The prime minister was likely referring to the consecutive attacks in Syria attributed to Israel, which took a toll on both the Iranian Quds Force and Hezbollah. The funerals of the Iranian officers who were killed during these attacks took place on Monday, and demands for revenge could be heard.
Those calls have already been translated into action. On Sunday, a Syrian drone was sent into Israel. The IDF observed it for some time before deciding to shoot it down using electronic warfare systems rather than a missile. The IDF then confirmed that it was apparently, made by Iran. On Monday morning, another drone coming in from Gaza was shot down. Meanwhile, operations in the West Bank continue. Troops arrested two terror suspects and killed another two in Nablus on Monday. All fronts seem to be at a breaking point.
Gallant said that the threats against Israel can all be traced back to Iran, with its tentacles reaching Gaza, Syria, Lebanon, and the West Bank, and is even trying to recruit citizens inside Israel. He also said that "there were efforts to harm us from new places, not seen in the last years," without providing further detail.
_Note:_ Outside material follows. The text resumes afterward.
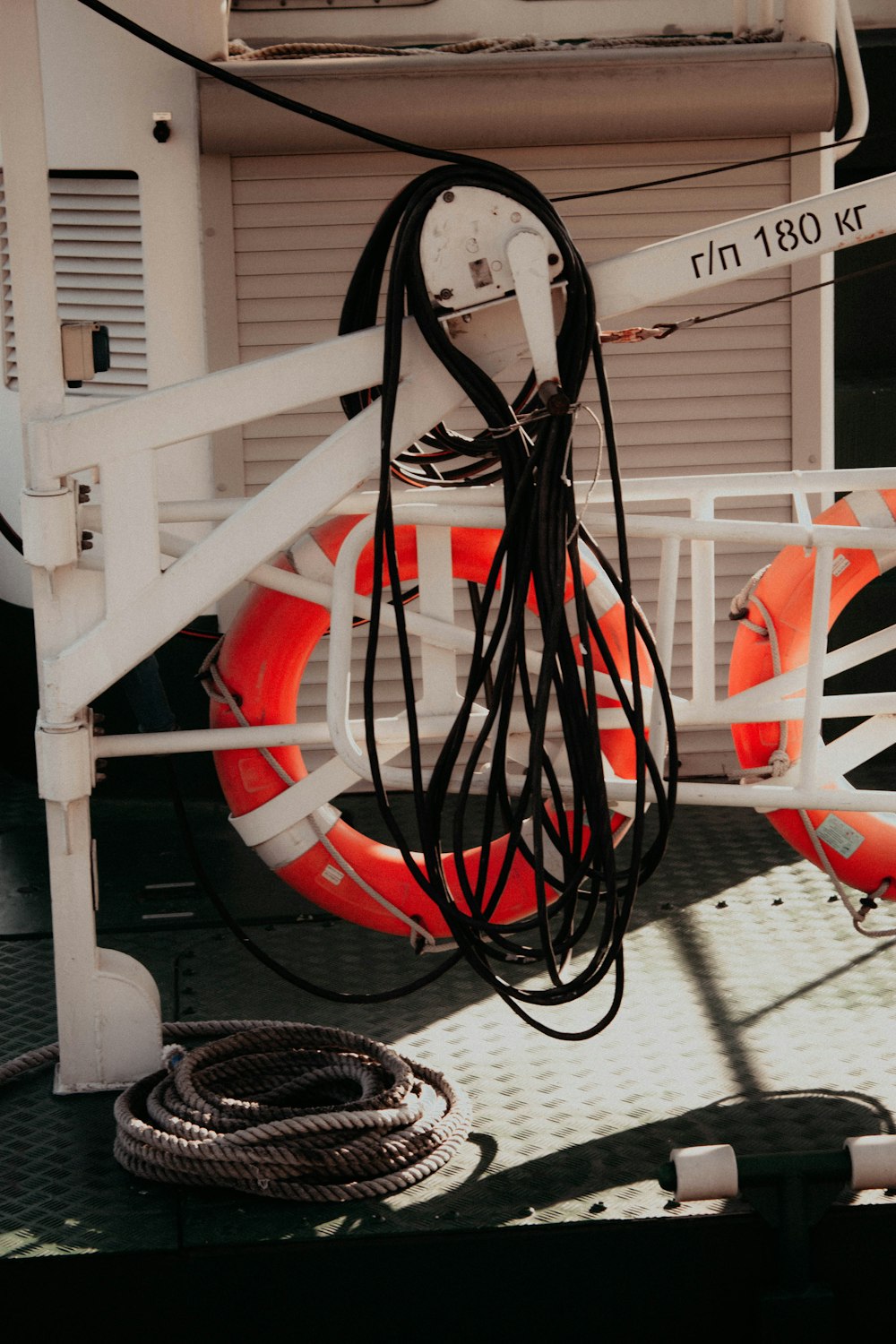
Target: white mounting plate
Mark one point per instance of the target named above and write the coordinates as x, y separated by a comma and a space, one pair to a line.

An internal crisis is also plaguing the IDF airforce amid the judicial overhaul. On Monday, Netanyahu embraced the remarks made by Chief of the Airforce Tomer Bar, who said any pilot who avoids reserve service in opposition to the government would be relieved from duty from that point on. "The statement was clear and applies not only to the airforce but to all sectors of the IDF," said Netanyahu. "Israel cannot exist without its defensive power, and the IDF cannot exist without a clear and mighty military hierarchy," he added. Until now, the Airforce avoided conflict with the protesting pilots.